For a full list of our studies see our
Stare at the center of the 4 colored squares for several seconds and then look at the center of the white squares
The color afterimages you see result because each part of your eye adapts to the average color it is exposed to.
If your perception can change so dramatically in a matter of moments, how is it affected by the visual world you are currently surrounded by? What properties of that world do you adapt to? And what are the consequences of that adaptation for how you see and what you see?
These are the questions we are addressing by studying the visual characteristics of the world and the states of adaptation they hold us in.
Would you see color differently if you lived in a forest or desert? Do our own color percepts cycle with the seasons?

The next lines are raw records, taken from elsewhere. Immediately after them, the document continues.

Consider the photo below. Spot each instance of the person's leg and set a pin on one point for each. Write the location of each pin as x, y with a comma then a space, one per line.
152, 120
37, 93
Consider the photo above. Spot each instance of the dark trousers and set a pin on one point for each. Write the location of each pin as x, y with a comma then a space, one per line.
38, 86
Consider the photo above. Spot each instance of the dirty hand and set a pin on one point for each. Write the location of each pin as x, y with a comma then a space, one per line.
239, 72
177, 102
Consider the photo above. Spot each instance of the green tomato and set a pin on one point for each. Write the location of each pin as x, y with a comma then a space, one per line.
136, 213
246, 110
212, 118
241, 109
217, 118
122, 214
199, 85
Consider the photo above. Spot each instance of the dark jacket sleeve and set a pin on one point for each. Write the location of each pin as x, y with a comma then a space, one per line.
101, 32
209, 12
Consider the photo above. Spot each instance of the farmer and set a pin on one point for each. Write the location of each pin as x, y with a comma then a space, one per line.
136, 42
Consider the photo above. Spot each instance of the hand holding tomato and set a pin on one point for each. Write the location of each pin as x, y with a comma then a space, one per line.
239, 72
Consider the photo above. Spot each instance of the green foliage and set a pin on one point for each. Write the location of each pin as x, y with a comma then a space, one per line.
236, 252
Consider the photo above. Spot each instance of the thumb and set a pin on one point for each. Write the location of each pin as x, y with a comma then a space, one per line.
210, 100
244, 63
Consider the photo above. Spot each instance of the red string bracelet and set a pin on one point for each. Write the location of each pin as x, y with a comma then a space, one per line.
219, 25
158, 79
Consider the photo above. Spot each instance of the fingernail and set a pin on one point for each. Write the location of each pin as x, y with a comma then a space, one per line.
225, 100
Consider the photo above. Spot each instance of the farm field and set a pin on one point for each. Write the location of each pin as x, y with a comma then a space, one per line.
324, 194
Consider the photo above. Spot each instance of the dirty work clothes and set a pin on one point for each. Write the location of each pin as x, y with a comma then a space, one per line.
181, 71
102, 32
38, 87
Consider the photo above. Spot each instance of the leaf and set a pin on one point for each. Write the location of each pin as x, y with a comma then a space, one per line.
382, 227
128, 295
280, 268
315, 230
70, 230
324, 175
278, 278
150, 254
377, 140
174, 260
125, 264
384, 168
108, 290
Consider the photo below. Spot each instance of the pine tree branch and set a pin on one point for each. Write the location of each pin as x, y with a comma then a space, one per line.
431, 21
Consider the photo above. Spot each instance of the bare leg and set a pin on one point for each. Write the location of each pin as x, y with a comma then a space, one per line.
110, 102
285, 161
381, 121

We have studied these questions by measuring the color statistics of outdoor scenes and by using psychophysics and modeling to probe how the visual system adapts, and what this adaptation reveals about the neural encoding of color.
We also use models to simulate very longterm and theoretically optimal states of adaptation, in order to assess the function and consequences of adaptation. For example, the images below simulate how Mars might appear to someone living there.
Our work shows that features of the world become more salient once we are adapted to our current visual environment.
We use similar models to predict the consequences of sensitivity variations in observers. For example, as we age our lens yellows, but adaptation acts to filter this sensitivity bias from our color percepts. This is consistent with findings that older and younger observers, or color percepts between the fovea and periphery, are much more similar than the differences in spectral sensivity predict.
We compare these predictions with actual measurements of color vision in the lab and in the field.
Our studies suggest that the extent to which we see similarly or differently depends importantly
on the extent to which we are adapted to the same or different environments.
Adaptation adjusts to many different properties of the stimulus, and to many properties of the observer. One important way that people vary is in the blur produced by their eyes' optics. We study how the visual system adjusts to this blur, and the extent to which we can adjust to the patterns of blur specific to our own eyes.
Notice that the center eye on the right appears blurrier than the center eye on the left even though both are physically focused.
The blur is induced by the sharper eyes in the surround. This blur contrast is a spatial analog of the blur adjustments that also occur over time through adaptation.
Adaptation adjusts not only to low-level features of the image, but also to high-level or abstract characteristics of our world.
We have studied how the appearance of someone's face is biased by the faces you have seen previously.
For example, after adapting to a distorted face, a normal face appears distorted in the opposite direction.
Work in our lab and many others shows that adaptation is important in calibrating most of the characteristics we notice about the face, from identity to expression. We are using these adaptation effects to understand the visual codes for representing faces.
How are our perceptions affected by adaptation to the artificial and specialized visual worlds that we increasingly live in? We are studying this question by examining how radiologists are adapted to the images they are inspecting, or how our color perception will adapt to artificial lighting.
Our work shows that observers rapidly adapt to the properties of medical images, and that this adaptation may help them detect abnormal features (e.g. simulated lesions) more quickly.
Beyond adaptation there are many sources of individual differences that affect how we see. We are exploring these to examine basic mechanisms of visual coding and how it varies across observers.
Dramatic differences in color perception were recently highlighted by the #thedress. We showed that the ambiguity in the image is due to the blue shades in the image. When these shades were inverted to the equivalent yellows, there was almost complete agreement in how the dress colors were labeled.